Hackers are using malicious Android apps, dubbed UltimaSMS, to trick users into signing up for a fraudulent SMS subscription service. The service eventually charges them hefty sums on their phone bills.

Jakub Vavra from Avast, who was one of the first to research the campaign, dubbed the apps UltimaSMS because the first app he discovered using this tactic was called Ultima Keyboard Pro.

“The fake apps I found feature a wide range of categories such as custom keyboards, QR code scanners, video and photo editors, spam call blockers, camera filters, and games, among others,” Vavra wrote in a blog post Monday.

The UltimaSMS campaign, which started in May, is compromised of roughly 151 apps that have at one point in their lifetime been on the Google Play Store. Collectively, the apps have been downloaded 10.5 million times.

Google has removed flagged apps from the store, but it is likely there are many more hidden within, Vavra noted. Google has had a storied history with malicious apps making their way onto the Play Store for months at a time.

All of the UltimaSMS offerings are “essentially copies of the same fake app used to spread the premium SMS scam campaign,” Vavra explained, which he said likely indicates that one bad actor or group is behind the entire campaign.

Vavra observed that the apps advertised seem legitimate, but upon closer inspection, there is something more suspicious. For instance, they tend to include generic privacy policy statements and feature basic developer profiles including generic email addresses, as well as numerous negative reviews that identify them as fraudulent.

Citing insights from mobile marketing intelligence firm Sensor Tower, he said the campaign appears to be global, ensnaring users from more than 80 countries.

“The apps have been most downloaded by users in the Middle East, such as Egypt, Saudi Arabia, Pakistan, followed by users in the U.S. and Poland,” Vavra explained.

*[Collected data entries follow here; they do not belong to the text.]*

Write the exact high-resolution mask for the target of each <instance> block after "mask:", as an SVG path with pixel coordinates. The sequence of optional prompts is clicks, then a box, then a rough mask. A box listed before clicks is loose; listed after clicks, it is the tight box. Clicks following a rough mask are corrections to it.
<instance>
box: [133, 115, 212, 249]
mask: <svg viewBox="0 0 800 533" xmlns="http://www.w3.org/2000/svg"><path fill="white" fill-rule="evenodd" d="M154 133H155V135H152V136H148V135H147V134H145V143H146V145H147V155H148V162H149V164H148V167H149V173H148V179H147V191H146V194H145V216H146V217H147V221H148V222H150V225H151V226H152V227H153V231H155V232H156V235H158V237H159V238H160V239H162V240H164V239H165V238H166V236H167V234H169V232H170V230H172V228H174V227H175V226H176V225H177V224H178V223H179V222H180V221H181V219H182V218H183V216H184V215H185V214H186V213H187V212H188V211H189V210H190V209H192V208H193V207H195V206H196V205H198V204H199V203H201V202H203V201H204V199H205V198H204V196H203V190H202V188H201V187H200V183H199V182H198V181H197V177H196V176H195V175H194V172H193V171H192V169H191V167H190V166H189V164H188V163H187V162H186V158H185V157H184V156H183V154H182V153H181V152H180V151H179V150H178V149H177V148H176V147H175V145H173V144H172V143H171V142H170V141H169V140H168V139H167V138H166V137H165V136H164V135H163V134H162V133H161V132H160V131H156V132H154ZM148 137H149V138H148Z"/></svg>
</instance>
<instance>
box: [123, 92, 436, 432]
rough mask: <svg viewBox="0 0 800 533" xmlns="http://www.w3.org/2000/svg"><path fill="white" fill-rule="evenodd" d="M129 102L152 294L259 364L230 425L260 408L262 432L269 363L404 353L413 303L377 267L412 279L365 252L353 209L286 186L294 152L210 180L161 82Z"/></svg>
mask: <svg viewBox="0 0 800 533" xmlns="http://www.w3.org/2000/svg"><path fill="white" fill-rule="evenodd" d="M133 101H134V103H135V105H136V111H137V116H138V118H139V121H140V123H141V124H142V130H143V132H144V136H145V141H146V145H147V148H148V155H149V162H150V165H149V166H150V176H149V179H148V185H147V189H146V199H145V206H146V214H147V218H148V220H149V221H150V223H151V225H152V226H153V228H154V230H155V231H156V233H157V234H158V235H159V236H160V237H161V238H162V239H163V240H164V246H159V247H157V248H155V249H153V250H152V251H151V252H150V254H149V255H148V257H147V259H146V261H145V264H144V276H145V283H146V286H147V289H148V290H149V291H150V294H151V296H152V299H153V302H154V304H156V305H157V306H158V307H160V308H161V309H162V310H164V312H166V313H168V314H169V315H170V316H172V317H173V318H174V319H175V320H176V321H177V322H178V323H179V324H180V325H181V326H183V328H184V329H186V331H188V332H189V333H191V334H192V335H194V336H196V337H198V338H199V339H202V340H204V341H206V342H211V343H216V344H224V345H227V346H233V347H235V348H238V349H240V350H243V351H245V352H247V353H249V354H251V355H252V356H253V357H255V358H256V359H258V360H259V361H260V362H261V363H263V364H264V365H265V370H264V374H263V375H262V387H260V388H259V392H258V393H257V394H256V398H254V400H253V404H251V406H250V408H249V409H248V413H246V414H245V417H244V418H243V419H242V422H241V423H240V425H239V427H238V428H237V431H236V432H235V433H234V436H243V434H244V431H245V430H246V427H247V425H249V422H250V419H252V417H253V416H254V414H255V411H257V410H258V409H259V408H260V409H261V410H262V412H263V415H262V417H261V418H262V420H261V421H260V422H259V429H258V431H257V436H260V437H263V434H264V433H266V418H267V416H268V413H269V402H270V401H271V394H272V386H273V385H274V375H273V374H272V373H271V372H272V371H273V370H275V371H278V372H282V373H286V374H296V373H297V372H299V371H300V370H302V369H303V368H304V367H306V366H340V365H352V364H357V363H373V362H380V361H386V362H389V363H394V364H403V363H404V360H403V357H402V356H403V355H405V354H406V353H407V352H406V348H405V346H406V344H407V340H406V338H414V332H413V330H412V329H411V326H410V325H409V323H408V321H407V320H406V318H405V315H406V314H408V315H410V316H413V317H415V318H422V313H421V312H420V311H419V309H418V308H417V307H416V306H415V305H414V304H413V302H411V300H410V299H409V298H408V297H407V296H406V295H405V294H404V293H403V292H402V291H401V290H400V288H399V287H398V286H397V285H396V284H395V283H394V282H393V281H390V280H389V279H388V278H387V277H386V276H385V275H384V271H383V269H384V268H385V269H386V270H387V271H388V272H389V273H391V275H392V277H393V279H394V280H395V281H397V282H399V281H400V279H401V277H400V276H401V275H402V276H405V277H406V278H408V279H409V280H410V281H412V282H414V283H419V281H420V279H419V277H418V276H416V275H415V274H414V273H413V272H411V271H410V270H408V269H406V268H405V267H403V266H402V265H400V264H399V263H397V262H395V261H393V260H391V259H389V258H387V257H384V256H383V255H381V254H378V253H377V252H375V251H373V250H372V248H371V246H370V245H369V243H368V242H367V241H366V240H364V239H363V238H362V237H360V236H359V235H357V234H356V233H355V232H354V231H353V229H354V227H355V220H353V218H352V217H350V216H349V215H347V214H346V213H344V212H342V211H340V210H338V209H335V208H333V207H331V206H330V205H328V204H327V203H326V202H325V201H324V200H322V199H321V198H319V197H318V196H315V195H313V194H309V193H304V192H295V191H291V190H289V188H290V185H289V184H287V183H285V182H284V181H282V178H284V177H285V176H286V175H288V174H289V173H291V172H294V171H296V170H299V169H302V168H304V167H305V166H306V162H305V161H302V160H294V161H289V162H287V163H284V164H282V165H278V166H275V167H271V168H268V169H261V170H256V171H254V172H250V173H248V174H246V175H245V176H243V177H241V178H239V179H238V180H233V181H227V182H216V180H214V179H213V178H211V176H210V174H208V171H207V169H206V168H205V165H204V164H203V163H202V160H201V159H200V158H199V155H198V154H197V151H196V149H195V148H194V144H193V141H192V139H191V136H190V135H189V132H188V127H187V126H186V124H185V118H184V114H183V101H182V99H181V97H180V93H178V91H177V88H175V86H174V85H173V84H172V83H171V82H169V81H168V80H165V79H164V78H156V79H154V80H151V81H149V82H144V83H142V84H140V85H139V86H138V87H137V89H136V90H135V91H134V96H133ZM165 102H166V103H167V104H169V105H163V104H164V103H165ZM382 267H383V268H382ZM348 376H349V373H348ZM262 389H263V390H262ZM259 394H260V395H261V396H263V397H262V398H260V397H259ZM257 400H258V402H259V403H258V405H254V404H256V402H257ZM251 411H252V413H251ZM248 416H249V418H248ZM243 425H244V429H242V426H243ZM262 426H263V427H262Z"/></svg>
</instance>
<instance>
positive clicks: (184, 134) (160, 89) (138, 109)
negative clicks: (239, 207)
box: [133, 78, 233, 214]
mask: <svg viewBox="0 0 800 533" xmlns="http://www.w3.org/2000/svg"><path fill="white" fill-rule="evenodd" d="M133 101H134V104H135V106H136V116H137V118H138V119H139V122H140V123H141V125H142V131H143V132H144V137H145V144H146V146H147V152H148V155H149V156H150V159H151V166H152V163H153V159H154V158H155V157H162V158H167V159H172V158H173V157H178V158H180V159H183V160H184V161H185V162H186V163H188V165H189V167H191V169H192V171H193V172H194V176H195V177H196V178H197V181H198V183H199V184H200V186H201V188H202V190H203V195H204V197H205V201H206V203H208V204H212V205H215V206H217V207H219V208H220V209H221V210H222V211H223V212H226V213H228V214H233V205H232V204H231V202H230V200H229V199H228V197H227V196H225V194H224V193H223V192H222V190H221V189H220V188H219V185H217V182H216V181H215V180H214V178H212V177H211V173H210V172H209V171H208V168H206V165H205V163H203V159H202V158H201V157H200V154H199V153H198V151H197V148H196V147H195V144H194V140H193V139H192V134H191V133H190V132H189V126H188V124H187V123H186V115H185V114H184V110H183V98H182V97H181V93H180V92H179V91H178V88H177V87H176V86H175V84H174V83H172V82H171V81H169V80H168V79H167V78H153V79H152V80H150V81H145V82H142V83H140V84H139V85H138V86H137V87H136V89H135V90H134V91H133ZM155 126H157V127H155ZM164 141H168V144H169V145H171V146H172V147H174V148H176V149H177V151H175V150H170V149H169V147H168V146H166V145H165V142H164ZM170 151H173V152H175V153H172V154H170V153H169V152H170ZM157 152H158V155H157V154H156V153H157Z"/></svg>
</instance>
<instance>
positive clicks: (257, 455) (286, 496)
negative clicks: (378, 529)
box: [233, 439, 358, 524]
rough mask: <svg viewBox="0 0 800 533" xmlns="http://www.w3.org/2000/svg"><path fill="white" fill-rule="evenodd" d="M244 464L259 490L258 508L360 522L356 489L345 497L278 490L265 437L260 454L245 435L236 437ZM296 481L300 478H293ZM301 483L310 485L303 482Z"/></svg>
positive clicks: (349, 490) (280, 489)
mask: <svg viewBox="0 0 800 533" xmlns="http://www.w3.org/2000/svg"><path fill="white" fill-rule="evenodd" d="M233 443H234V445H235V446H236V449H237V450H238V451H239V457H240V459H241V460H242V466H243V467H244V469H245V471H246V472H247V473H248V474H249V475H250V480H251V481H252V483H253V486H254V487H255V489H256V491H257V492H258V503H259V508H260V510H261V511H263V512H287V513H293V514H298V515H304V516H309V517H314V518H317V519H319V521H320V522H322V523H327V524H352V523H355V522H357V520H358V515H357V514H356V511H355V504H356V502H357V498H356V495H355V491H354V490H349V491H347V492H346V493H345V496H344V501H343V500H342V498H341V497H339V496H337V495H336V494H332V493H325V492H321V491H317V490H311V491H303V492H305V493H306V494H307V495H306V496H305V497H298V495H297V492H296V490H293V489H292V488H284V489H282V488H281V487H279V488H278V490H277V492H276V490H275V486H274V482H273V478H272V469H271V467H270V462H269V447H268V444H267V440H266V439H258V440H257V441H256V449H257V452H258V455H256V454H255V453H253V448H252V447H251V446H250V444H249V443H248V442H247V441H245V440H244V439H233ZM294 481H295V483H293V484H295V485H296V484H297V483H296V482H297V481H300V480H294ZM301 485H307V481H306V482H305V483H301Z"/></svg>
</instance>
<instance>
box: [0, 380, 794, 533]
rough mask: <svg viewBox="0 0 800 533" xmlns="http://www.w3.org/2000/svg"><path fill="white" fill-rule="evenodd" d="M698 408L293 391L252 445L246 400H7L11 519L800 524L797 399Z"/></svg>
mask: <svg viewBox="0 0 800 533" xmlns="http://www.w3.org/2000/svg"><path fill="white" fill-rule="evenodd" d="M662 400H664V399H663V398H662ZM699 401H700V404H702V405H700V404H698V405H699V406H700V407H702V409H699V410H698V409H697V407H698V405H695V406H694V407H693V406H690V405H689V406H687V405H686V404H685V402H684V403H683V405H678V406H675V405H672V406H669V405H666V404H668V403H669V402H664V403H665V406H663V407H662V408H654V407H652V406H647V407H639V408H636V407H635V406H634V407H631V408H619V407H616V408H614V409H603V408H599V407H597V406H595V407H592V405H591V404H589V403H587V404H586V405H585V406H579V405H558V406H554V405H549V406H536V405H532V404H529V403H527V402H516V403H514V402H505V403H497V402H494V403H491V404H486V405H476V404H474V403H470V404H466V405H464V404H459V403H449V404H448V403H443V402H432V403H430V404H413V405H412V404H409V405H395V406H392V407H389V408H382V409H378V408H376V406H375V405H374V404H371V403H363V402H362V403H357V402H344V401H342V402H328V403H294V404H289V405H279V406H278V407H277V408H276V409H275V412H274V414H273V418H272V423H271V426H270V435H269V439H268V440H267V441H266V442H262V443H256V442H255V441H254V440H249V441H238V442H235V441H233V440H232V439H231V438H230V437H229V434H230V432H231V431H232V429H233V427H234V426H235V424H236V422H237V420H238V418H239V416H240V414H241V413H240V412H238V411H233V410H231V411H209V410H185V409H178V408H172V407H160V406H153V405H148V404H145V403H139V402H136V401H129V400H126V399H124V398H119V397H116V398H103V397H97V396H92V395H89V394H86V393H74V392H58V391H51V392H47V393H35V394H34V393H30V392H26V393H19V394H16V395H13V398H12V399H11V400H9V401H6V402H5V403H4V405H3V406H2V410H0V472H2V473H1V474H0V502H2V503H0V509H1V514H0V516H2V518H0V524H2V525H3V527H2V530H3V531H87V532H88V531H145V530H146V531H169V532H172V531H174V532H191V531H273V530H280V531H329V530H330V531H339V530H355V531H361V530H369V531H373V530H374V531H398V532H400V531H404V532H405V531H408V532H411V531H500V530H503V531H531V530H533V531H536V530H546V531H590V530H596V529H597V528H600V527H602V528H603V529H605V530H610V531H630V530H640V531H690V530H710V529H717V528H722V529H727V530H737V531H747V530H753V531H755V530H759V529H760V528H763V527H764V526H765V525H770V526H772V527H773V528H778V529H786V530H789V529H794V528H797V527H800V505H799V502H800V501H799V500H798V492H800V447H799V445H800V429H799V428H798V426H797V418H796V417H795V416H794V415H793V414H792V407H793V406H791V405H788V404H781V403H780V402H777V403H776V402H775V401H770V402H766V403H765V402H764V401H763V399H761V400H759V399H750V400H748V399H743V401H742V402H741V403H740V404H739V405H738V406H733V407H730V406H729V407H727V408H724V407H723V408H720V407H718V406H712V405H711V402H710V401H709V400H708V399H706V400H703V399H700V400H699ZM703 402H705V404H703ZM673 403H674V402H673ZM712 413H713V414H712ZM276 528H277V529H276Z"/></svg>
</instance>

The hackers behind UltimaSMS are spreading their campaign with “numerous catchy video advertisements” posted on advertising channels of social-media sites like Facebook, Instagram and TikTok, Vavra explained.

If an Android user falls for the trick and installs one of the apps, it checks their location, International Mobile Equipment Identity (IMEI), and phone number to determine which country area code and language to use for the scam, according to the post.

“Once the user opens the app, a screen, localized in the language their device is set to, prompts them to enter their phone number, and in some cases email address, to gain access to the app’s advertised purpose,” Vavra wrote.

Once the user enters the details, the app subscribes him or her to a premium SMS service that sends texts to a short-coded number — each text results in a charge for the user. These charges can total upwards of $40 per month depending on the country and mobile carrier.

And, instead of unlocking the apps’ advertised features, the apps will either display further SMS subscriptions options or stop working altogether, he explained.

“The sole purpose of the fake apps is to deceive users into signing up for premium SMS subscriptions,” Vavra wrote.

Vavra points out that some of the apps actually describe their intention in the fine print, though many don’t, “meaning many people who submitted their phone numbers into the apps might not even realize the extra charges to their phone bill are connected to the apps,” he explained.

The apps collect premium SMS charges from subscribers typically to the maximum limit possible for their particular country, according to Vavra. Sometimes carriers will alert users of the excessive charges, but they also may go unnoticed for weeks or months, Vavra wrote.